Whilst in Poland earlier this month, UN Human Rights Chief Navi Pillay visited the Auschwitz-Birkenau Museum where she held candles in front of the death wall and signed the commemoration book for the victims of the Nazi regime.
Her message reads:
“All those who deny the Holocaust happened, or who engage in anti-Semitism or other forms of religious, racial or ethnic intolerance, xenophobia, or discrimination of any sort, should visit Auschwitz so that they realize where such behaviour can lead. The warning signs of serious human rights violations were there for all to see in the 1930s, yet everyone turned a blind eye.
As former President of the UN Rwanda Tribunal, where suspects of genocide were tried, I can testify that we have still not learned the full lesson of the Holocaust.
It is a truly humbling and harrowing experience to feel the chill of evil and immense tragedy that permeates the walls and grounds of this terrible place.
On behalf of the whole United Nations system, I sign this book in commemoration of all the children, women and men who were killed by the Nazi regime, in absolute denial of their Human Rights.”
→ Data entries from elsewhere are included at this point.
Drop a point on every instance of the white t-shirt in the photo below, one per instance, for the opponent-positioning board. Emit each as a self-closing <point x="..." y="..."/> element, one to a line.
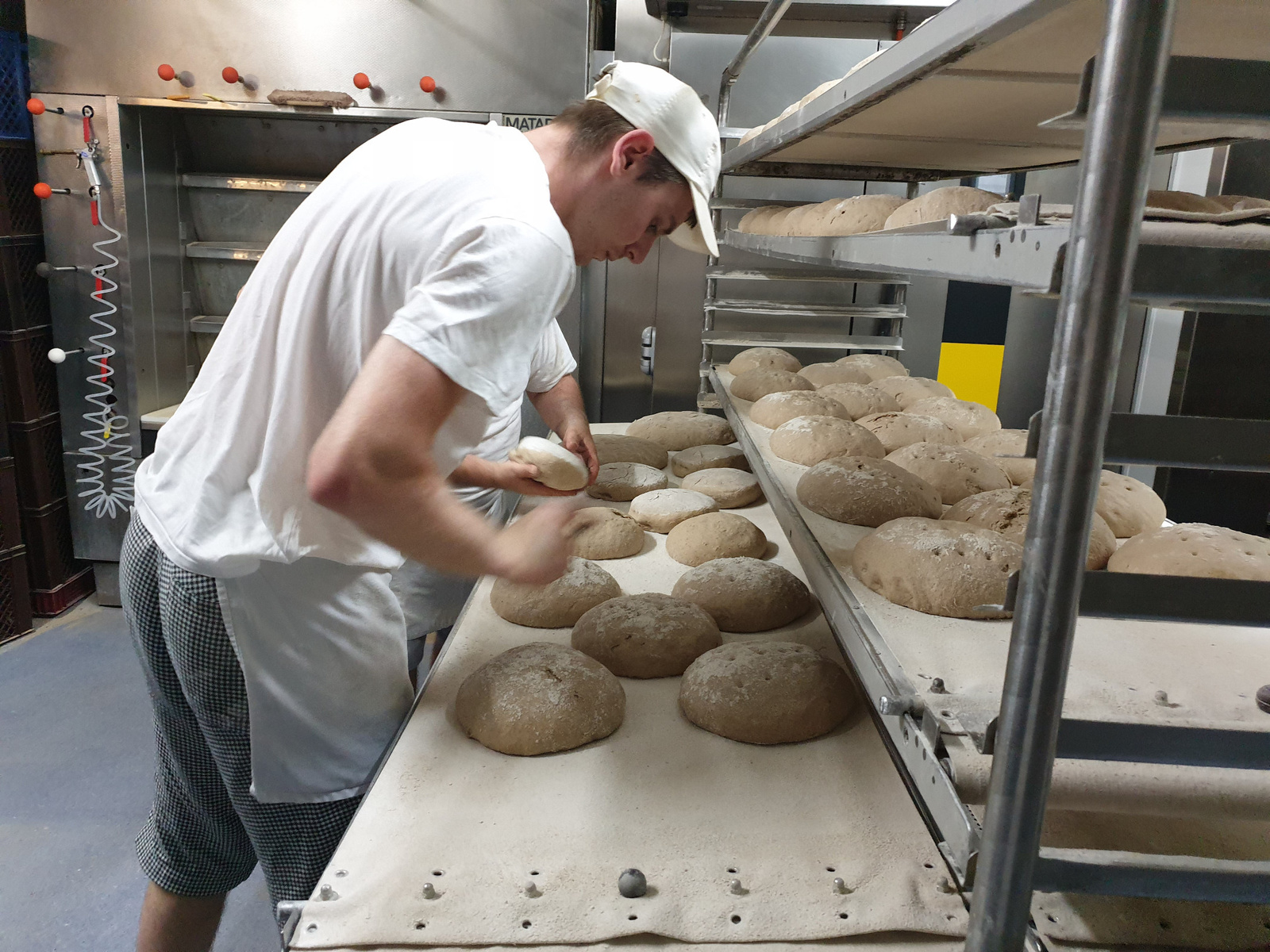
<point x="444" y="236"/>
<point x="436" y="232"/>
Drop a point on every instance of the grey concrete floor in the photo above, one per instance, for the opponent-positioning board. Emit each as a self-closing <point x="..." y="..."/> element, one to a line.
<point x="76" y="765"/>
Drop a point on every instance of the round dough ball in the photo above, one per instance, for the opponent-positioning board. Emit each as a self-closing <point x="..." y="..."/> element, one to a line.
<point x="899" y="429"/>
<point x="711" y="457"/>
<point x="1130" y="505"/>
<point x="967" y="418"/>
<point x="810" y="440"/>
<point x="757" y="357"/>
<point x="605" y="533"/>
<point x="752" y="385"/>
<point x="645" y="636"/>
<point x="766" y="692"/>
<point x="940" y="203"/>
<point x="745" y="594"/>
<point x="666" y="508"/>
<point x="876" y="366"/>
<point x="620" y="482"/>
<point x="954" y="471"/>
<point x="728" y="488"/>
<point x="1195" y="549"/>
<point x="616" y="448"/>
<point x="861" y="399"/>
<point x="558" y="467"/>
<point x="861" y="492"/>
<point x="715" y="536"/>
<point x="937" y="566"/>
<point x="1006" y="511"/>
<point x="1184" y="202"/>
<point x="559" y="603"/>
<point x="540" y="698"/>
<point x="908" y="390"/>
<point x="821" y="374"/>
<point x="679" y="429"/>
<point x="774" y="409"/>
<point x="1003" y="443"/>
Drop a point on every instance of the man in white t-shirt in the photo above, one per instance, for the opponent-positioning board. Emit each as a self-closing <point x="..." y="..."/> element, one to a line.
<point x="387" y="325"/>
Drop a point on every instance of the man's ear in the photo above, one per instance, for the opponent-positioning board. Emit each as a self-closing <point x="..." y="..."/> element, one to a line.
<point x="630" y="152"/>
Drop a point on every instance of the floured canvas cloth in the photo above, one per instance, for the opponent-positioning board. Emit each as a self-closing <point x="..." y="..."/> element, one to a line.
<point x="692" y="810"/>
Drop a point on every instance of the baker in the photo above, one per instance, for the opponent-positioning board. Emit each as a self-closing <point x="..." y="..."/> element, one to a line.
<point x="387" y="325"/>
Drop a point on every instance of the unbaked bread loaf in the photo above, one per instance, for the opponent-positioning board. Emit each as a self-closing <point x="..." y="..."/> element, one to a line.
<point x="810" y="440"/>
<point x="766" y="692"/>
<point x="821" y="374"/>
<point x="558" y="467"/>
<point x="937" y="566"/>
<point x="861" y="399"/>
<point x="559" y="603"/>
<point x="679" y="429"/>
<point x="899" y="429"/>
<point x="1006" y="511"/>
<point x="745" y="594"/>
<point x="954" y="471"/>
<point x="876" y="366"/>
<point x="620" y="482"/>
<point x="666" y="508"/>
<point x="760" y="357"/>
<point x="728" y="488"/>
<point x="863" y="492"/>
<point x="715" y="536"/>
<point x="940" y="203"/>
<point x="775" y="409"/>
<point x="598" y="532"/>
<point x="760" y="382"/>
<point x="1195" y="549"/>
<point x="540" y="698"/>
<point x="1005" y="443"/>
<point x="709" y="457"/>
<point x="965" y="416"/>
<point x="649" y="635"/>
<point x="908" y="390"/>
<point x="616" y="448"/>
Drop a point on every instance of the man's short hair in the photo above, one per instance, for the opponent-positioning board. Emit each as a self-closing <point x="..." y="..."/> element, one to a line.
<point x="595" y="126"/>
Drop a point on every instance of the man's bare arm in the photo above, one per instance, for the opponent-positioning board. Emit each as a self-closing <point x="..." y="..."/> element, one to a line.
<point x="372" y="463"/>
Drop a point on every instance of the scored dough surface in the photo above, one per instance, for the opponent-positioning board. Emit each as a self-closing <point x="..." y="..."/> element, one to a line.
<point x="709" y="457"/>
<point x="666" y="508"/>
<point x="810" y="440"/>
<point x="766" y="692"/>
<point x="605" y="533"/>
<point x="648" y="635"/>
<point x="559" y="603"/>
<point x="1198" y="550"/>
<point x="679" y="429"/>
<point x="745" y="594"/>
<point x="937" y="566"/>
<point x="728" y="488"/>
<point x="540" y="698"/>
<point x="620" y="482"/>
<point x="715" y="536"/>
<point x="954" y="471"/>
<point x="861" y="492"/>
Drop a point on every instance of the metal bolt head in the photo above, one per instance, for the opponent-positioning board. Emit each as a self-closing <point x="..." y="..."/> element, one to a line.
<point x="633" y="884"/>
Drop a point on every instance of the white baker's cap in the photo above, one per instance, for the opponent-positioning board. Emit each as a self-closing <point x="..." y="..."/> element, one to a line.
<point x="683" y="129"/>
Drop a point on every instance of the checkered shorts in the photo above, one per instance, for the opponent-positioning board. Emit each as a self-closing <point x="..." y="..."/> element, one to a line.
<point x="206" y="831"/>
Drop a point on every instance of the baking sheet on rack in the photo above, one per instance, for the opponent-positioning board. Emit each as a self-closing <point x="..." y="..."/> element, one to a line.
<point x="1210" y="673"/>
<point x="690" y="809"/>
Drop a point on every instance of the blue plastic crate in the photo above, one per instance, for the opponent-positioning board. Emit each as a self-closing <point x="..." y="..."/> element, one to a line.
<point x="14" y="86"/>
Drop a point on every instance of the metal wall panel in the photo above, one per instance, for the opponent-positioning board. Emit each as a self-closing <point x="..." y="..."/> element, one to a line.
<point x="512" y="56"/>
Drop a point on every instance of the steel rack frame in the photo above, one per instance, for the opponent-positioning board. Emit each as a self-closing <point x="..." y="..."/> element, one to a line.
<point x="1096" y="264"/>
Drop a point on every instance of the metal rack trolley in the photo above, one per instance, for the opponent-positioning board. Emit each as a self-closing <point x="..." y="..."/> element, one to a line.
<point x="1130" y="101"/>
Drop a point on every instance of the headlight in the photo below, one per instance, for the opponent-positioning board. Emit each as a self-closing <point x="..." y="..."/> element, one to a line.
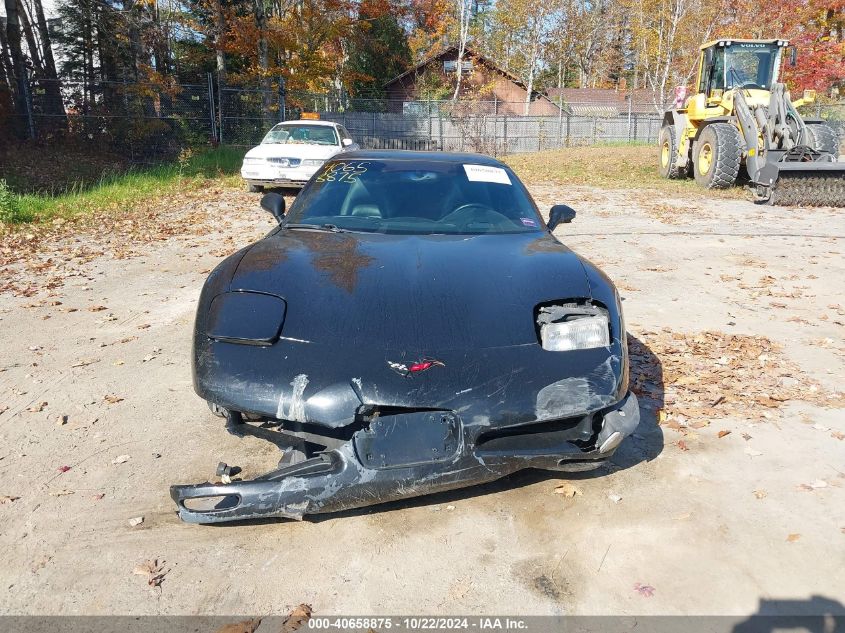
<point x="565" y="328"/>
<point x="249" y="318"/>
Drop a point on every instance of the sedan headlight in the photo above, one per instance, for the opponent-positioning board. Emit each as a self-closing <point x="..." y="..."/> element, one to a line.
<point x="565" y="328"/>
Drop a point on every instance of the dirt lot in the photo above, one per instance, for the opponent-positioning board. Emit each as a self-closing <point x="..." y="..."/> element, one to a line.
<point x="738" y="318"/>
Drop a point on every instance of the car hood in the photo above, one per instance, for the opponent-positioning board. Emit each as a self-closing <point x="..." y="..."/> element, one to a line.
<point x="292" y="150"/>
<point x="413" y="295"/>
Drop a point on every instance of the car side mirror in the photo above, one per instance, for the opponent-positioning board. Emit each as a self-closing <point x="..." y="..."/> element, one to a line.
<point x="560" y="214"/>
<point x="275" y="204"/>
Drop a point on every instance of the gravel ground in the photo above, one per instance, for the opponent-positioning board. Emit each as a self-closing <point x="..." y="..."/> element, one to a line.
<point x="688" y="519"/>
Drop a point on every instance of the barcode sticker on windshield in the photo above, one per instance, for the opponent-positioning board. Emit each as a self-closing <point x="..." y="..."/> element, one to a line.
<point x="483" y="173"/>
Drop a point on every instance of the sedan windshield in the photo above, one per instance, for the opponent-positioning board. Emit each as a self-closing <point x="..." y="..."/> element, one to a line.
<point x="299" y="133"/>
<point x="415" y="197"/>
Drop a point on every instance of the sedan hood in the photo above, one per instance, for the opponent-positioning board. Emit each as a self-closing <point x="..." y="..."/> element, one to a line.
<point x="415" y="295"/>
<point x="292" y="150"/>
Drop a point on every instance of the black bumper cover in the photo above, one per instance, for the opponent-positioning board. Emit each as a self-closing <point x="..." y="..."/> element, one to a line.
<point x="408" y="455"/>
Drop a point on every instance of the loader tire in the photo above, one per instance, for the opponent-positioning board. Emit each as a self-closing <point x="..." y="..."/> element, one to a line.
<point x="667" y="153"/>
<point x="823" y="138"/>
<point x="717" y="155"/>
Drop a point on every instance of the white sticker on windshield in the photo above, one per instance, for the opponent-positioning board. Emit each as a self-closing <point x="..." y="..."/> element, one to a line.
<point x="483" y="173"/>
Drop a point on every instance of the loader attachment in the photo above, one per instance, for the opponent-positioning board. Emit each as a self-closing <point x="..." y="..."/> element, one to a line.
<point x="787" y="170"/>
<point x="810" y="184"/>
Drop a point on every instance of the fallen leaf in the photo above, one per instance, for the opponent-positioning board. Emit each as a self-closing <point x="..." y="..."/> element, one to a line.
<point x="647" y="591"/>
<point x="245" y="626"/>
<point x="296" y="618"/>
<point x="567" y="490"/>
<point x="85" y="362"/>
<point x="153" y="569"/>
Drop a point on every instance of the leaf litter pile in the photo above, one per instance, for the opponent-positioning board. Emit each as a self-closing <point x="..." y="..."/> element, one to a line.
<point x="41" y="257"/>
<point x="691" y="379"/>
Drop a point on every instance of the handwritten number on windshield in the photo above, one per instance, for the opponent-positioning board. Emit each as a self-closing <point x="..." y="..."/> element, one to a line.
<point x="347" y="172"/>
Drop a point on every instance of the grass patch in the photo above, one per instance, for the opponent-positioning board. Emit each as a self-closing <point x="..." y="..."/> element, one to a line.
<point x="113" y="191"/>
<point x="616" y="167"/>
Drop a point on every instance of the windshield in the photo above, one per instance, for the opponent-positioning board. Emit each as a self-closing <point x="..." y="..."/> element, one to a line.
<point x="416" y="197"/>
<point x="750" y="65"/>
<point x="299" y="133"/>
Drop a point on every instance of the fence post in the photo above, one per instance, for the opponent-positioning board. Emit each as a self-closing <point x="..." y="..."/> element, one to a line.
<point x="540" y="134"/>
<point x="567" y="129"/>
<point x="440" y="125"/>
<point x="27" y="101"/>
<point x="211" y="113"/>
<point x="220" y="113"/>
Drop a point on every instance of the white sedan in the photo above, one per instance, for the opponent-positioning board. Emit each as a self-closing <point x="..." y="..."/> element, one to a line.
<point x="292" y="152"/>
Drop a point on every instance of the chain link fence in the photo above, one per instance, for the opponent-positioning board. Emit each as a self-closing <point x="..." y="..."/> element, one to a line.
<point x="151" y="122"/>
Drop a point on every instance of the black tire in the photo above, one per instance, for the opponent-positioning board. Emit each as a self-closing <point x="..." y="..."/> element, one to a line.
<point x="716" y="156"/>
<point x="667" y="153"/>
<point x="823" y="138"/>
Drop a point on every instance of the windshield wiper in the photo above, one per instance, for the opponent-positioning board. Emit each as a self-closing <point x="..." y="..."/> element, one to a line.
<point x="331" y="228"/>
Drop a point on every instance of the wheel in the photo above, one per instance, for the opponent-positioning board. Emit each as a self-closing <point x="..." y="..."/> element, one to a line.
<point x="717" y="155"/>
<point x="823" y="138"/>
<point x="668" y="153"/>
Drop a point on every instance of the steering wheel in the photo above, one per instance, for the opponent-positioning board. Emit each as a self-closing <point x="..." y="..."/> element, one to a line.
<point x="474" y="212"/>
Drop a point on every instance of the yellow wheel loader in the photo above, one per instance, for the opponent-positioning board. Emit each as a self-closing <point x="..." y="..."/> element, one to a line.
<point x="741" y="116"/>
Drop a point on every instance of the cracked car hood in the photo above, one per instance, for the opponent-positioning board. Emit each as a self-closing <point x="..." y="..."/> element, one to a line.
<point x="361" y="306"/>
<point x="416" y="295"/>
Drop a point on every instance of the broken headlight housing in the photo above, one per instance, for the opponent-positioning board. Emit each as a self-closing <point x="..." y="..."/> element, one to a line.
<point x="571" y="326"/>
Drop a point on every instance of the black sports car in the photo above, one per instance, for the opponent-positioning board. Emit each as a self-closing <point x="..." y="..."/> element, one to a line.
<point x="411" y="326"/>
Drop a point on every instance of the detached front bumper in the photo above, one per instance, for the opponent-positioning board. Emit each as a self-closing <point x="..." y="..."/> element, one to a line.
<point x="407" y="455"/>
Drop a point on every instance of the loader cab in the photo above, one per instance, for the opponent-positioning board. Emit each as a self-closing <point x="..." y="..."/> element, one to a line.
<point x="746" y="64"/>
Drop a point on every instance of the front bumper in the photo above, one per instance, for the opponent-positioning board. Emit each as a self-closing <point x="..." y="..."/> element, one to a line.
<point x="269" y="176"/>
<point x="408" y="455"/>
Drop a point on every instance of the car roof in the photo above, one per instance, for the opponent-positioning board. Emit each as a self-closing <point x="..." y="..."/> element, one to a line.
<point x="308" y="121"/>
<point x="439" y="157"/>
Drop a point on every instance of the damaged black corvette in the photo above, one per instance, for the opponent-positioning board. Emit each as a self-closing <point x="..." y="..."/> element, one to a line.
<point x="410" y="327"/>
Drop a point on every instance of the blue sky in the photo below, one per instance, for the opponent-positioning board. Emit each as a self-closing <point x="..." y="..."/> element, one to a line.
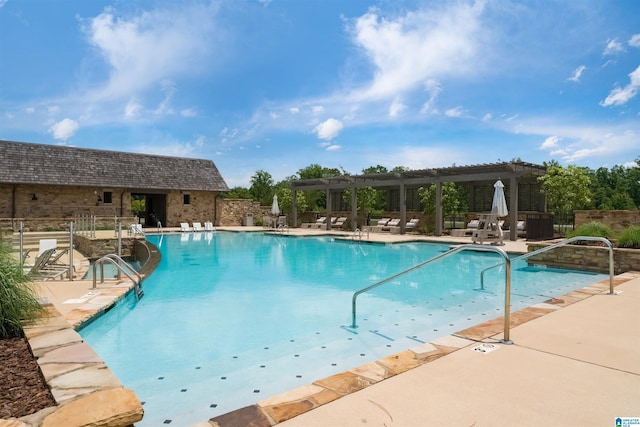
<point x="277" y="85"/>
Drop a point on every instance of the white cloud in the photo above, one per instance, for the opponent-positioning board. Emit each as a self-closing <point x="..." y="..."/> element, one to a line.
<point x="145" y="49"/>
<point x="132" y="109"/>
<point x="396" y="107"/>
<point x="550" y="142"/>
<point x="580" y="141"/>
<point x="328" y="129"/>
<point x="577" y="74"/>
<point x="419" y="46"/>
<point x="620" y="96"/>
<point x="64" y="129"/>
<point x="454" y="112"/>
<point x="188" y="112"/>
<point x="613" y="47"/>
<point x="419" y="157"/>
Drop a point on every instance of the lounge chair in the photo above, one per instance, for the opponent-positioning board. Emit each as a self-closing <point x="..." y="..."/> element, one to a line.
<point x="340" y="221"/>
<point x="135" y="229"/>
<point x="267" y="221"/>
<point x="489" y="229"/>
<point x="412" y="225"/>
<point x="392" y="223"/>
<point x="43" y="270"/>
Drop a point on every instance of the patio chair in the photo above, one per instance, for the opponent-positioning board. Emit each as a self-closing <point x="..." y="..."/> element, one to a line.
<point x="489" y="229"/>
<point x="43" y="270"/>
<point x="340" y="222"/>
<point x="412" y="225"/>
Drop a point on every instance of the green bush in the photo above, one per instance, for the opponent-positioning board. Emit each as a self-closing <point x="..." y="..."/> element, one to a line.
<point x="18" y="302"/>
<point x="593" y="229"/>
<point x="630" y="238"/>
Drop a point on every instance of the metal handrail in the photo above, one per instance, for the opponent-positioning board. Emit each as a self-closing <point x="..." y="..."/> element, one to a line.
<point x="119" y="263"/>
<point x="358" y="233"/>
<point x="481" y="248"/>
<point x="556" y="245"/>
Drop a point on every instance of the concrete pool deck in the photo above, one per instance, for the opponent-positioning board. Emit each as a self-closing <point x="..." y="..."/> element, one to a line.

This was the High Commissioner’s first visit to Poland where she engaged with senior Government officials on the protection and promotion of human rights in Poland, including with representatives of the Executive, Parliament, Polish independent human rights institutions, as well as the Office for Democratic Institutions and Human Rights of the Organization for Security and Co-operation in Europe, and members of civil society.
Pillay highlighted the vital role that the Government can play in following-up to recommendations of human rights treaty bodies, special procedures and the Universal Periodic Review holistically, and the importance of involving civil society in that process. The High Commissioner welcomed Poland’s contribution to promoting and protecting human rights worldwide in its capacity as current President of the UN Human Rights Council.